Apply for Credentialing

Credentialing Instructions

Home Durable Medical Equipment (Equipment Only) The DME provider network for BCBSNC closed to new providers.  The DME provider network for Blue Medicare HMO and Blue Medicare PPO are closed to new providers.

Dear Health Care Provider: Home Durable Medical Equipment

The following instructions will help you understand the information required to credential your Home Durable Medical Equipment (Equipment Only). To avoid delays associated with an incomplete credentialing application, please review this material carefully before attempting to complete the application.
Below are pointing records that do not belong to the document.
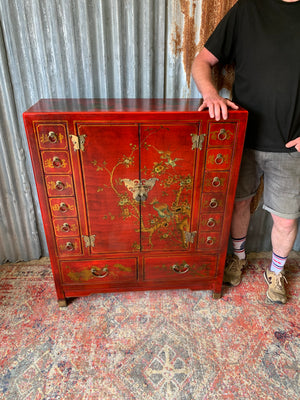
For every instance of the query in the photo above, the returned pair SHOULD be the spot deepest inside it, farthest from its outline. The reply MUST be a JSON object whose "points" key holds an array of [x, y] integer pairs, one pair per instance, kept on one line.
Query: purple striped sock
{"points": [[277, 264], [239, 247]]}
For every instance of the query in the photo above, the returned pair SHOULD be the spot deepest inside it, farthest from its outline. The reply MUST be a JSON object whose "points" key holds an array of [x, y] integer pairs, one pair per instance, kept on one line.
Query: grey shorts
{"points": [[281, 172]]}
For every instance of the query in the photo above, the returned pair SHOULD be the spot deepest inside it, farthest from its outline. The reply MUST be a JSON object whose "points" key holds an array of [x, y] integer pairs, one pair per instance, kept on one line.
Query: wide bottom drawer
{"points": [[179, 268], [101, 272]]}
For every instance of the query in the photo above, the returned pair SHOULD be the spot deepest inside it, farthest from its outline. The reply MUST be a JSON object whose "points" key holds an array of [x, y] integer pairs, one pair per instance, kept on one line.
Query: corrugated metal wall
{"points": [[85, 48]]}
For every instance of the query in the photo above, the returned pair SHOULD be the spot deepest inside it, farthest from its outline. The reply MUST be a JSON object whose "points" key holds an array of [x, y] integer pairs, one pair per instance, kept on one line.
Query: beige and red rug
{"points": [[161, 345]]}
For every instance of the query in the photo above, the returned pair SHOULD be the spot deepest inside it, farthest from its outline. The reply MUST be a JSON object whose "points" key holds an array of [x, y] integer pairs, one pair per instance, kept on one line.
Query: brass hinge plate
{"points": [[78, 142], [197, 141], [89, 240], [189, 236]]}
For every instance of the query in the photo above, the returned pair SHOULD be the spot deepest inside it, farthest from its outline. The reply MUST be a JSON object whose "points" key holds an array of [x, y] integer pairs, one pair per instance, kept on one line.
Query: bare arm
{"points": [[202, 74]]}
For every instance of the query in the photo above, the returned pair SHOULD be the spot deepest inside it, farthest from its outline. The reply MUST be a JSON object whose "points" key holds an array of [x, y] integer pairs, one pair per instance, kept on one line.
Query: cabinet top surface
{"points": [[114, 105]]}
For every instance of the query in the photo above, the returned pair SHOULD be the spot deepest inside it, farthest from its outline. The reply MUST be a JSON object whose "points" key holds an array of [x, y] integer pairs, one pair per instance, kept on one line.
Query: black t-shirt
{"points": [[262, 39]]}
Fill in all required information completely and attach all required documents before submitting your application.

Upon completion of the credentialing process, your application will be presented to the Credentialing Committee for approval or denial. If denied you will be notified by certified mail. If approved, Network Management will contact you to finalize the contracting process and assign your effective date.
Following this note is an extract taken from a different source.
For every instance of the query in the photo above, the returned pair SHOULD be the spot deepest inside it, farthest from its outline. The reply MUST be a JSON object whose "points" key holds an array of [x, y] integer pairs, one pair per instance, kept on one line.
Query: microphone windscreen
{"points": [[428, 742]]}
ALL APPLICANTS: Please note all fields must be COMPLETED or indicate NOT APPLICABLE (NA). All supporting required documents must be submitted or the application cannot be processed and will be returned.

  • A completed signed and dated application is a required legal document. For multi-site pharmacies, one corporate application with appropriate credentialing documentation for each site will be acceptable.
  • A copy of the exemption letter from the state Board of Pharmacy or Board of Pharmacy Permit-Devise and Medical Equipment Permit is required.
  • Durable Medical Equipment (Equipment Only) must be either accredited or certified by Centers for Medicare and Medicaid (CMS).
    Note: If applying for the PARTNERS National Health Plan (PNHP) network Medicare certification is requred.
  • One of the following documents is needed (if applicable):
    • Joint Commission on Accreditation of Healthcare Organizations (JCAHO)
    • The Community Accreditation Program, Inc. (CHAP)
    • Accreditation Commission for Health Care (ACHC)
    • The Compliance Team Inc.'s "Exemplary Provider Award Program,"
    • Commission on Accreditation of Rehabilitation Facilities (CARF)
    • Healthcare Quality Association on Accreditation (HQAA)
    • National Association of Boards of Pharmacy (NABP)
    • The National Board of Accreditation for Orthotic Suppliers (NBAOS)
    • American Board of Certification in Orthotics and Prosthetics (ABC)
    • Board of Certification/Accreditation International (BOC)
  • Medicare/Medicaid verification is needed (if applicable).
    Note: A current copy of the Medicare and Medicaid Remittance Advise Summary (RA) from the facility will meet this criterion.
    Note: If applying for the Blue Medicare HMO and Blue Medicare PPO networks Medicare certification is required.
     
  • A general liability malpractice insurance face sheet must include current coverage dates, provider name, address, and limits of coverage. Minimum coverage for all networks is $1 million occurrence/$3 million aggregate.
  • If the provider is not currently accredited and answers yes to any questions on the application under section 1.G, an explanation is needed. The following information is required if question number C is answered yes:
    • Number of cases less than $200,000
    • If greater than $200,000 actual or anticipated, include the occurrence date, settlement date, and nature of case.